Majority will be political appointees anyway.
·
Appointment of Inspectors
Under the Act,
the President shall appoint inspectors for the Authority with the emoluments
being charged to the funds of the Authority. The inspectors appointed are not
subject to the direction or control of a person or any authority in the
performance of the functions under the Act. The inspectors are answerable to
the Board in the performance of their duties with their function including to
submit quarterly reports on the outcome of inspections carried out to the
Board. An inspector must have knowledge and background in technology and
cybersecurity. The function of the inspectors is also to ensure that a
production order or interception warrant issued under the Act is used for the
purpose for which it was issues and data retained or retrieved in accordance
with the Act is used for the purpose.
I appreciate why
the inspectors report directly to the Board from the function given to them in
the Act.
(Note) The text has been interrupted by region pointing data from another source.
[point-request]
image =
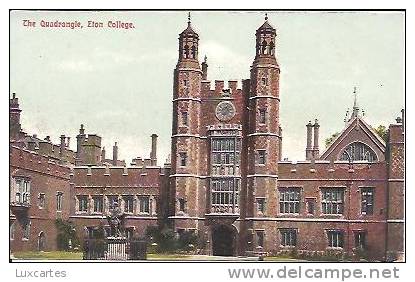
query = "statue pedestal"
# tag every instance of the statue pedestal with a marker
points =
(116, 248)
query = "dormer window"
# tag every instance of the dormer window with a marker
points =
(358, 151)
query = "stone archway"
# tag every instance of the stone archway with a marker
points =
(41, 241)
(224, 240)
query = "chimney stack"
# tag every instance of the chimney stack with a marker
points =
(316, 152)
(82, 130)
(114, 154)
(204, 69)
(62, 145)
(103, 154)
(309, 148)
(80, 138)
(153, 153)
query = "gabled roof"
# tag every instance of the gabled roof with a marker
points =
(345, 136)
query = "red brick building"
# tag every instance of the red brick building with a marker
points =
(226, 180)
(229, 184)
(40, 193)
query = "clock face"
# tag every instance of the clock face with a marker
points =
(225, 111)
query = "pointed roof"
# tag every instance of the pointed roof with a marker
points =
(367, 133)
(266, 25)
(189, 29)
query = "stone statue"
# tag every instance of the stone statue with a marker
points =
(116, 221)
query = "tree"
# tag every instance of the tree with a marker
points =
(66, 237)
(382, 132)
(330, 140)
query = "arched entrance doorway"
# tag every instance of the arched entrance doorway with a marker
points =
(224, 241)
(41, 241)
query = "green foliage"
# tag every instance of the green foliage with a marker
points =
(67, 238)
(382, 132)
(330, 140)
(164, 240)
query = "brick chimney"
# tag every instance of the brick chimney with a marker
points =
(309, 148)
(103, 154)
(62, 145)
(204, 69)
(153, 153)
(316, 152)
(114, 154)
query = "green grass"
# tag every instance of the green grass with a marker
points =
(55, 255)
(282, 258)
(168, 257)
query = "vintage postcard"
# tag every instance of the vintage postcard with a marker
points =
(207, 136)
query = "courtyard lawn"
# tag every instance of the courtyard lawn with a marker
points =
(283, 259)
(55, 255)
(168, 257)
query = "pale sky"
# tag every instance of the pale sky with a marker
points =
(118, 83)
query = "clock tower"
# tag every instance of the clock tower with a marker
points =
(185, 176)
(263, 137)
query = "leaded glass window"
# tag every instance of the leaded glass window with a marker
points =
(358, 151)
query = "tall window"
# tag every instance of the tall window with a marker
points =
(288, 237)
(59, 201)
(360, 239)
(225, 193)
(335, 238)
(113, 201)
(225, 169)
(182, 204)
(332, 200)
(358, 151)
(367, 200)
(12, 230)
(262, 116)
(183, 159)
(290, 200)
(184, 119)
(262, 157)
(42, 200)
(144, 203)
(261, 205)
(225, 156)
(128, 204)
(98, 204)
(260, 234)
(82, 203)
(26, 230)
(310, 206)
(22, 195)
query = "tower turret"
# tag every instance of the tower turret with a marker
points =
(14, 112)
(264, 128)
(185, 180)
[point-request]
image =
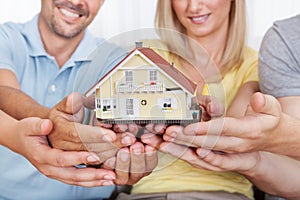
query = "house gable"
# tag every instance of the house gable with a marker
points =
(146, 58)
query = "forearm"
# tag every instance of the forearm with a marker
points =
(19, 105)
(276, 175)
(7, 128)
(285, 137)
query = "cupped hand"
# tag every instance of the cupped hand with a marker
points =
(31, 142)
(68, 131)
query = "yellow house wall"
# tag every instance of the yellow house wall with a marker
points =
(141, 76)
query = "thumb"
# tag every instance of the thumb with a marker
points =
(70, 104)
(36, 126)
(266, 104)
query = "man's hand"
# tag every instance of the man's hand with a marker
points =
(133, 163)
(253, 132)
(31, 142)
(68, 132)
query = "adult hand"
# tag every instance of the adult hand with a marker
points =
(253, 132)
(31, 142)
(210, 160)
(68, 132)
(133, 163)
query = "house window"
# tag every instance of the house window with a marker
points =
(167, 103)
(128, 76)
(153, 76)
(106, 104)
(98, 103)
(114, 104)
(129, 107)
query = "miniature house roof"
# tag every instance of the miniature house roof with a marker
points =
(155, 59)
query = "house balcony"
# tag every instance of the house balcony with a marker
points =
(141, 88)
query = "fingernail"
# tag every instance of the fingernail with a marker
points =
(108, 183)
(92, 158)
(137, 151)
(203, 153)
(109, 177)
(168, 138)
(124, 156)
(173, 134)
(149, 150)
(107, 138)
(126, 140)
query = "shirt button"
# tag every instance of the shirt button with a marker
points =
(53, 88)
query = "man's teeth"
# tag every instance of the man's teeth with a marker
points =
(68, 13)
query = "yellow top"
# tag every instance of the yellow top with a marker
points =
(175, 175)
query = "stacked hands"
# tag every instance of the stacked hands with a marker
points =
(217, 144)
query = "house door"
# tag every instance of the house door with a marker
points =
(129, 107)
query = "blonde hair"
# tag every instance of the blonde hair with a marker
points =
(166, 19)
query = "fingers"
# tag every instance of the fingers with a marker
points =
(36, 126)
(89, 102)
(137, 163)
(92, 134)
(156, 128)
(213, 107)
(60, 158)
(87, 177)
(151, 140)
(70, 104)
(151, 158)
(186, 154)
(265, 104)
(122, 166)
(230, 162)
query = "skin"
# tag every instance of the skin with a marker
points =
(263, 126)
(28, 138)
(62, 24)
(207, 23)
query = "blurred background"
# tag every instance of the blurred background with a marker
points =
(117, 16)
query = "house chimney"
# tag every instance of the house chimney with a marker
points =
(138, 44)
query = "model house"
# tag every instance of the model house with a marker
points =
(145, 88)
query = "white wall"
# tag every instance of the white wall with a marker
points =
(119, 16)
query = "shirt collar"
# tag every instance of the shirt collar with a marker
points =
(36, 47)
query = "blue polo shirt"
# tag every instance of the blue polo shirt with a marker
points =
(22, 52)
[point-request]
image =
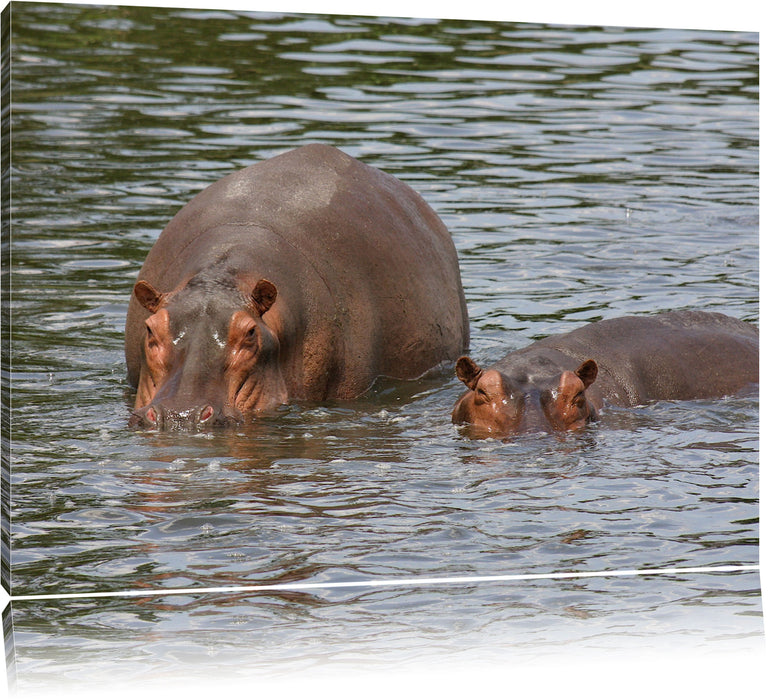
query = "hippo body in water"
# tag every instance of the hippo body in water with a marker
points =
(562, 381)
(304, 277)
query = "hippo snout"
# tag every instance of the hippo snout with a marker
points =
(198, 418)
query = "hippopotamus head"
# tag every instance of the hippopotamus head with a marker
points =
(208, 355)
(498, 405)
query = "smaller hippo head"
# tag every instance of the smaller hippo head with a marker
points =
(498, 405)
(209, 355)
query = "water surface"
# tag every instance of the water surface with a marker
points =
(584, 173)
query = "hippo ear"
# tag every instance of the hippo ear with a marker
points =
(263, 296)
(587, 372)
(148, 297)
(468, 371)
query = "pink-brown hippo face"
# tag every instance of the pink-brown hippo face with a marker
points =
(496, 405)
(209, 356)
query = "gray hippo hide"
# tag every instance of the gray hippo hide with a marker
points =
(304, 277)
(562, 381)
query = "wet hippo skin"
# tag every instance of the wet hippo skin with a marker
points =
(562, 381)
(303, 277)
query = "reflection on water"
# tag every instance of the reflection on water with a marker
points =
(584, 173)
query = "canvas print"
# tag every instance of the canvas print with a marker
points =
(388, 343)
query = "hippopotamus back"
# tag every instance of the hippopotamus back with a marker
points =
(561, 381)
(327, 272)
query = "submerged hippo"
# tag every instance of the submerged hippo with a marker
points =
(554, 385)
(304, 277)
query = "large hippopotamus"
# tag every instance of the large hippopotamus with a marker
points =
(304, 277)
(561, 382)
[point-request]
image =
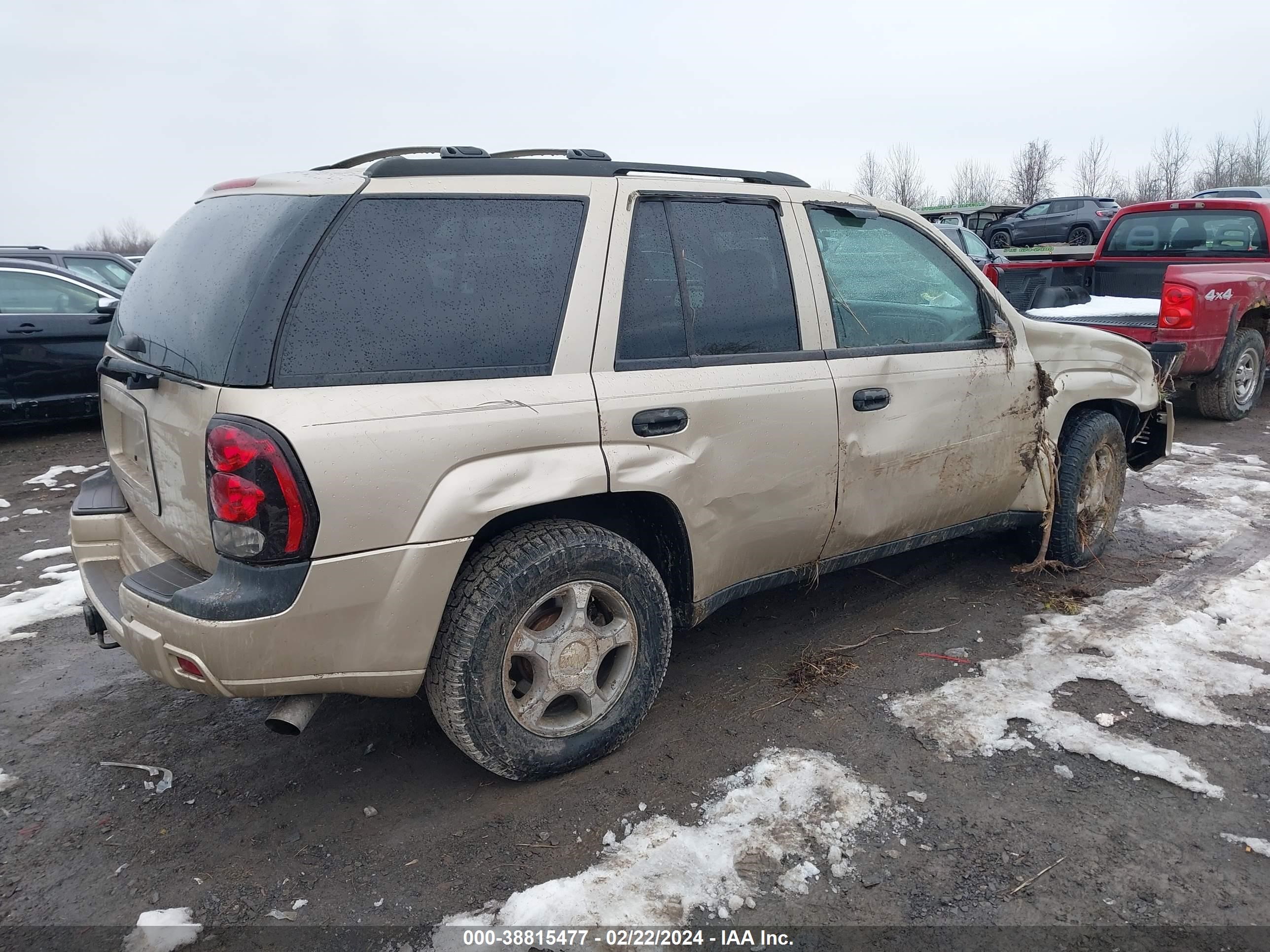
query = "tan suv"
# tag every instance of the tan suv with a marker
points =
(494, 426)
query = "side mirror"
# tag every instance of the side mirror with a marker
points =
(105, 310)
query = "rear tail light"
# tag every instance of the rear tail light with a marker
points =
(1178, 307)
(258, 498)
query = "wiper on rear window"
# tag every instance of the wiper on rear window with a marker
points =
(141, 376)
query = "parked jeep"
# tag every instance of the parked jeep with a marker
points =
(495, 426)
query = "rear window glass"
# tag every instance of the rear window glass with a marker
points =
(204, 274)
(1188, 233)
(433, 289)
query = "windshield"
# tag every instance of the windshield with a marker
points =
(219, 262)
(102, 271)
(1188, 233)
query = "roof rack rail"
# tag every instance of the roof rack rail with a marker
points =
(567, 153)
(394, 164)
(378, 154)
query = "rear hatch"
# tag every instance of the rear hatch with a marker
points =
(202, 315)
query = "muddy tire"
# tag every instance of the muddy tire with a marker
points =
(552, 649)
(1233, 393)
(1092, 474)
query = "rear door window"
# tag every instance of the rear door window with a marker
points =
(23, 292)
(433, 289)
(892, 286)
(705, 280)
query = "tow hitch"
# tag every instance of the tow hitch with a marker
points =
(97, 627)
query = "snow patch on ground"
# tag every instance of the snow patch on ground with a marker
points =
(1258, 846)
(19, 610)
(1104, 306)
(45, 554)
(163, 931)
(49, 479)
(788, 812)
(1164, 648)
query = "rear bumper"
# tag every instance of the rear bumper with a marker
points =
(1169, 357)
(361, 624)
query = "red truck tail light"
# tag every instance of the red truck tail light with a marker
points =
(258, 497)
(1178, 307)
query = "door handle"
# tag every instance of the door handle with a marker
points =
(660, 423)
(872, 399)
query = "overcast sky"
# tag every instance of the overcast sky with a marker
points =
(134, 108)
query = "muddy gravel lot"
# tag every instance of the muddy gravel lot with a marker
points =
(1112, 781)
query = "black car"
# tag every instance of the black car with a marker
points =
(1076, 221)
(98, 267)
(52, 333)
(972, 244)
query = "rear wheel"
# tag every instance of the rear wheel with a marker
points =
(1080, 235)
(1092, 474)
(1231, 394)
(552, 649)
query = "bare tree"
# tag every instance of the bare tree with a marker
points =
(1255, 158)
(906, 184)
(1145, 186)
(1032, 172)
(129, 238)
(1221, 166)
(975, 183)
(870, 175)
(1172, 160)
(1094, 168)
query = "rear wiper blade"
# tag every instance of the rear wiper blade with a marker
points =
(141, 376)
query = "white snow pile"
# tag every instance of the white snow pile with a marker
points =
(792, 810)
(43, 554)
(163, 931)
(1262, 847)
(49, 479)
(19, 610)
(1166, 644)
(1104, 306)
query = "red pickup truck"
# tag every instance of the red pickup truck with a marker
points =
(1189, 280)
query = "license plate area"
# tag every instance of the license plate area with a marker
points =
(126, 429)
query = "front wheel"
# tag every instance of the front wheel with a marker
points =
(1231, 394)
(1092, 473)
(1080, 237)
(552, 649)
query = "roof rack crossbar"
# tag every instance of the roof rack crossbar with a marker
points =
(395, 166)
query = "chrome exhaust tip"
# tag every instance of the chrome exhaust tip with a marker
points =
(292, 714)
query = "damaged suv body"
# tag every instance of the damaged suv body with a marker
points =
(497, 426)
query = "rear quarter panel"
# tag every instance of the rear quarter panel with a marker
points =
(1226, 291)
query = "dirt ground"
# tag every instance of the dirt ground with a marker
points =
(257, 820)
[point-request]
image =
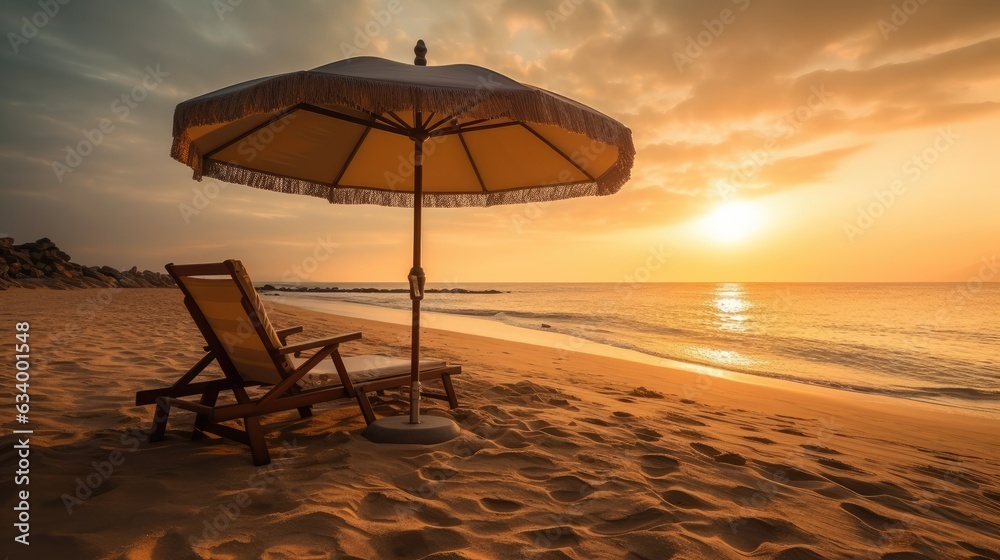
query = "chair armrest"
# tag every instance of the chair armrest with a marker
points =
(283, 334)
(318, 343)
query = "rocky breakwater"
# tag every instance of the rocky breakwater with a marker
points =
(42, 265)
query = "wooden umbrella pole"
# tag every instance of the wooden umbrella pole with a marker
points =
(417, 279)
(417, 273)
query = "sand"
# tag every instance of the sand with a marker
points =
(562, 456)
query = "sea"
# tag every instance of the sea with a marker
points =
(931, 342)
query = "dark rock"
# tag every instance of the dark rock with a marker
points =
(108, 271)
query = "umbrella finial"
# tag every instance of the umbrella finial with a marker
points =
(421, 51)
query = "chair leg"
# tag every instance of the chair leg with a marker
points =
(208, 398)
(449, 390)
(258, 447)
(160, 416)
(366, 406)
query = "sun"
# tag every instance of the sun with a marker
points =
(732, 222)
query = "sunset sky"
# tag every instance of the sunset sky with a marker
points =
(777, 140)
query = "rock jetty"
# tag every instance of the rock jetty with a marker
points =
(42, 265)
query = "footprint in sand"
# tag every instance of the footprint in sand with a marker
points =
(869, 489)
(835, 464)
(746, 534)
(686, 500)
(552, 537)
(906, 555)
(718, 456)
(820, 449)
(792, 431)
(658, 465)
(593, 436)
(799, 553)
(638, 521)
(869, 517)
(646, 434)
(787, 474)
(499, 505)
(681, 419)
(568, 488)
(419, 543)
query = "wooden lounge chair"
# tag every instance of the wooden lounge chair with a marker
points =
(251, 352)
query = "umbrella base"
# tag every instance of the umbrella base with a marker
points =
(397, 429)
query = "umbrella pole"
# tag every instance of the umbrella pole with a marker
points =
(433, 429)
(417, 280)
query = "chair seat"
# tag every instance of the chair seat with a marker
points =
(361, 369)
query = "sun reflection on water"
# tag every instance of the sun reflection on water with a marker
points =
(730, 307)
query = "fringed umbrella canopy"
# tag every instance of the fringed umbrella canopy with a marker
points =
(345, 132)
(372, 131)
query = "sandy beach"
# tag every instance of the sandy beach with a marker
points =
(563, 455)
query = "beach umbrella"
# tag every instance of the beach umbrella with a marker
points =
(367, 130)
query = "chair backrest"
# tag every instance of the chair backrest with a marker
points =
(223, 302)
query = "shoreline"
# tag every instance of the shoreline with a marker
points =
(562, 455)
(468, 324)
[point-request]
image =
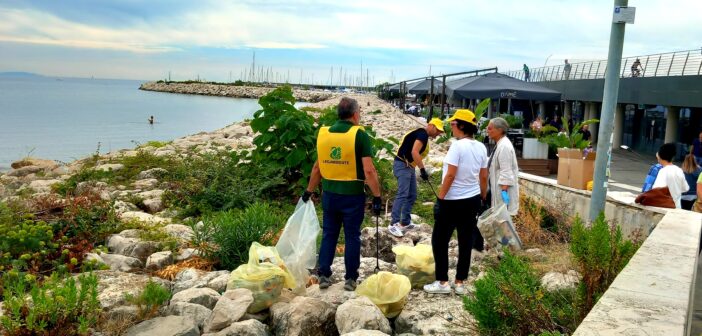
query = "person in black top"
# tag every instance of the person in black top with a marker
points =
(412, 151)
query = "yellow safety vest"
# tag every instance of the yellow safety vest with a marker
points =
(423, 154)
(336, 154)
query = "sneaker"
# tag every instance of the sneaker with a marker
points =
(437, 288)
(350, 285)
(395, 230)
(460, 289)
(324, 282)
(410, 226)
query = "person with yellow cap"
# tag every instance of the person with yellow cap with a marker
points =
(344, 165)
(413, 149)
(463, 187)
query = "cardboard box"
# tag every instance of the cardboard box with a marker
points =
(573, 170)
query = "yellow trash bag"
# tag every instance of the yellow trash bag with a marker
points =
(388, 291)
(415, 262)
(265, 275)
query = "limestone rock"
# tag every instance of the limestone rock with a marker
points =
(361, 313)
(303, 316)
(165, 326)
(203, 296)
(230, 308)
(113, 285)
(556, 280)
(179, 231)
(152, 173)
(118, 262)
(244, 328)
(159, 260)
(110, 167)
(193, 278)
(145, 184)
(198, 313)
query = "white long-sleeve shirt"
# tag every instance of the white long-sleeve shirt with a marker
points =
(672, 176)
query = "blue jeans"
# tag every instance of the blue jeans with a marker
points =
(406, 192)
(346, 210)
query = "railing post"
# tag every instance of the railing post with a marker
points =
(655, 73)
(685, 64)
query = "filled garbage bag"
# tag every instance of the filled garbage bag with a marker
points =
(388, 291)
(497, 229)
(298, 243)
(415, 262)
(265, 275)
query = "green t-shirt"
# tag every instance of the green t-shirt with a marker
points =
(363, 149)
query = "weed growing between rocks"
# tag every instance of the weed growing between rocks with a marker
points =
(54, 307)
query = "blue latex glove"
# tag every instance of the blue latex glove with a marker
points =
(505, 197)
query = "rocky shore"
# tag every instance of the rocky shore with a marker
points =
(222, 90)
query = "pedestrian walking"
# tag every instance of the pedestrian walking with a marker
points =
(413, 149)
(344, 164)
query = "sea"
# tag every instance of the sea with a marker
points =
(66, 119)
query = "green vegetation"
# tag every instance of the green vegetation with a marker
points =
(54, 307)
(149, 300)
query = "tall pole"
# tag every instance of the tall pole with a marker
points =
(609, 102)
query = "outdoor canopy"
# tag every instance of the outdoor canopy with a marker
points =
(496, 86)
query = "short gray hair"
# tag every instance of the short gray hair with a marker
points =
(500, 123)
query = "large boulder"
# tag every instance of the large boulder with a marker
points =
(165, 326)
(361, 313)
(244, 328)
(194, 278)
(203, 296)
(303, 316)
(118, 262)
(230, 308)
(114, 285)
(198, 313)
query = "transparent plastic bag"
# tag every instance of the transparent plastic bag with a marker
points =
(497, 229)
(298, 243)
(265, 275)
(415, 262)
(388, 291)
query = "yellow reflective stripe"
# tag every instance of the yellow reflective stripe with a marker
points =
(336, 154)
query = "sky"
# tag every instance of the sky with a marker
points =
(323, 41)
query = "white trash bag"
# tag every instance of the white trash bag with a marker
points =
(297, 245)
(497, 229)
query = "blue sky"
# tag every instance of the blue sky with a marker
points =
(211, 39)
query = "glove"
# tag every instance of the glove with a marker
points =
(376, 206)
(505, 197)
(306, 196)
(423, 174)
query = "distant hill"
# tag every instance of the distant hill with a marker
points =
(17, 74)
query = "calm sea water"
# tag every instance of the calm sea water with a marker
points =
(65, 119)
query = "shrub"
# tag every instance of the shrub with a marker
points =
(509, 300)
(54, 307)
(601, 253)
(149, 300)
(226, 236)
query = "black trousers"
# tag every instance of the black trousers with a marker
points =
(450, 215)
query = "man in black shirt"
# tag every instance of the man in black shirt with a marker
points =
(413, 149)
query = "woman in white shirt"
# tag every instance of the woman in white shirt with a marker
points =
(670, 175)
(464, 185)
(502, 168)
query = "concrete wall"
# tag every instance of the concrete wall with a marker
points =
(653, 294)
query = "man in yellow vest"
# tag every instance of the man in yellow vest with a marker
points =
(344, 164)
(413, 149)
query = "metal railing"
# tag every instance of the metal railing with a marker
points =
(678, 63)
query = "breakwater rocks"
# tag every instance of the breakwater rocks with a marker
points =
(222, 90)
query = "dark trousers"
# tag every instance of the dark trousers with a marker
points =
(460, 215)
(347, 211)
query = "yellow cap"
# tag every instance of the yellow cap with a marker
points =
(438, 123)
(465, 115)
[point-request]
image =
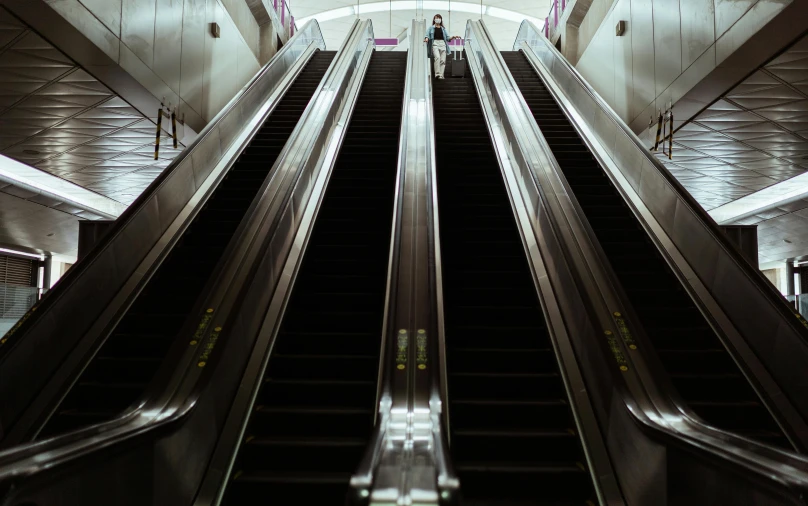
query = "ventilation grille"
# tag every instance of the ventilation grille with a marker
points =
(16, 293)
In my opinion, the function of the inspector as given in the Act is
misplaced and can easily be under the Audit Department. Internal audit of an
Authority is not only about financial aspect of the operations but the mandate
as well. What special skill is needed to check that an interception warrant
issued has been used for the intended purpose that the internal auditor cannot
have? What are computer audit trails for? Inspectors of an Authority are not to be like
internal auditors of the Authority to be reporting to the Board but should be
inspectors of the Authority for making sure cybersecurity directives and risk
management controls and tools are being adhered to by operators in the
cyberspace. Do you need knowledge and background in technology and
cybersecurity to report on how a production order or interception warrant has
been used? I think not.
Also even as it
stands now, how can the inspectors appointment by the President not be under
the direction and control of any person or authority when they are to report to
the Board? It is a contradiction since they are under the control of the Board.
The functions of
the inspectors should be external to the Authority. The Board should therefore be allowed to appoint
inspectors who really should be an integral part of the Authority. The
Inspectors of the Authority should actually be reporting to, under the
direction and control of the Director-General. If care is not taken these
inspectors having been appointed by the President will grow “wings” and see
themselves above the Director-General. I foresee administrative challenges and
conflict.
CONCLUSION
Security is not
foolproof either in the physical space or cyberspace and I concede that due to
technology ignorance, adapting existing traditional legal standards to
cyberspace can be daunting to legislatures and judges who are likely then to
use a “belt and braces” approach which may not be workable till the issues are
understood.
The general
governance structure of the Act is biased towards protection of national
critical information systems and networks though the Act is said to also promote
the security of both private and public computers as well as computer systems
in cyberspace.
An attack on a
nation state in the traditional world is even more difficult to stop than an
attack in cyberspace. It is more difficult stopping a missile attack in Ghana
from another country than a cyberattack. However, it seems fear has been put
into the politicians about a “space” they cannot see but only the cybersecurity
experts can, thereby creating a cumbersome governance structure by the Act for
the politicians to seem to be in control to take the blame, whilst the experts
earn a living at the background. The potential organizational dysfunctional
conflict and power struggle is high in the governance structure.